An Ancient Tree: 600-year keyaki (zelkova serrata) in Fukushima

by Reynald Ventura
Japan Travel

Outside the ruins of the Tanagura Castle in Fukushima, there stands a venerable six hundred year-old tree: a keyaki (zelkova serrata). It has a height of 32 meters and almost ten meters in girth. It serves as a living symbol of Tanagura-machi. Keyaki is also the prefectural tree of Fukushima.

In November last year, I joined a bus tour to Tanagura-machi. Among the highlights of the two-day tour was rice-harvesting, talking to local farmers, onigiri-making, participating in a local festival, and shopping for local products. In our itinerary, there was no mention of visiting the Tanagura-Joseki (棚倉城跡) or Kamegajyo Park(亀ケ城公園)where the Tanagura oh-keyaki – the great zelkova serrata of Tanagura has been living for centuries. The encounter with this great creature was pure chance.

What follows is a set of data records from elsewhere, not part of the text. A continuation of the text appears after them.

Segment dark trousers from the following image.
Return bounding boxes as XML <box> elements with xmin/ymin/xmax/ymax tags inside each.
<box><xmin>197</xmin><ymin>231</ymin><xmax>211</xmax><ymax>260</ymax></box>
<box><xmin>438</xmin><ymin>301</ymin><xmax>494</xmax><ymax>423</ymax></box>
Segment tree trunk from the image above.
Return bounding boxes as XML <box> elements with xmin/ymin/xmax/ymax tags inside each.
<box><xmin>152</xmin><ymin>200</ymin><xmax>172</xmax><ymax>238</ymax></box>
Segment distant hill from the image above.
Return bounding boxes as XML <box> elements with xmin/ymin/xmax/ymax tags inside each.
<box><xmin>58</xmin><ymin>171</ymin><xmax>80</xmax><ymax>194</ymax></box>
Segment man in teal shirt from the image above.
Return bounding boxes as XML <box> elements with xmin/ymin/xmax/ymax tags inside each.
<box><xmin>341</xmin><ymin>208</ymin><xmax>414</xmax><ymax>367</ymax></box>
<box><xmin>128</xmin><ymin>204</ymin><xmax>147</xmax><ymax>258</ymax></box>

I didn’t know about its existence and I wasn’t prepared for the meeting.

In the evening, after I got off the bus to join the town festival, I spotted the tree in the distance. I made a mental note about its location and promised to visit it. So the next day, instead of walking with the group in the town parade, I decided to explore the ruins of the castle and had a quiet conversation with the grand oh-keyaki.

While I was taking pictures, an elderly gentleman approached me. He asked where I had come from. I told him I live in Yokohama but I’m originally from the Philippines. He thanked me for visiting his hometown and he shared a story.

About four hundred years ago, he said, this keyaki tree was growing at the castle ground. There used to be a shrine there before the castle was built. The tree was planted not far from the shrine. In 1622, Hidetada Tokugawa, the second shogun of the Tokugawa Dynasty, ordered Nagashige Niwa, a daimyo (military general/feudal lord) to construct the castle. Tanagura Castle was completed in 1624. However, before the construction started, the shrine had to be moved somewhere and the young keyaki had to be uprooted and transplanted. Thus, the young keyaki was replanted outside the castle compound.

That’s an interesting story, I told the kind gentleman. This zelkova serrata has outlived human ambitions, desire, and greed. The castle had been long gone (it was burned down in 1868 by the Meiji Government as part of its campaign to eliminate remnants of the shogunate and of feudalism), but the great keyaki continues to grow and watch over the town. It has outlasted everyone.

Interestingly, among the twelve castles in Japan that have survived and have been restored, one of them – the Hikone Castle in Shiga Prefecture (construction of the complex begun in 1604), its lord’s palace – the Keyaki Goten (Zelkova Palace), was built entirely of keyaki wood, hence, the name.

If I had the means, I would purchase a keyaki tansu (zelkova chest) or a nagado daiko drum. But these are luxuries. I should content myself with little bits of happiness. Thus, in December, when the leaves ripen into yellow, orange, and red, I’d like to pay a visit to this sacred tree again.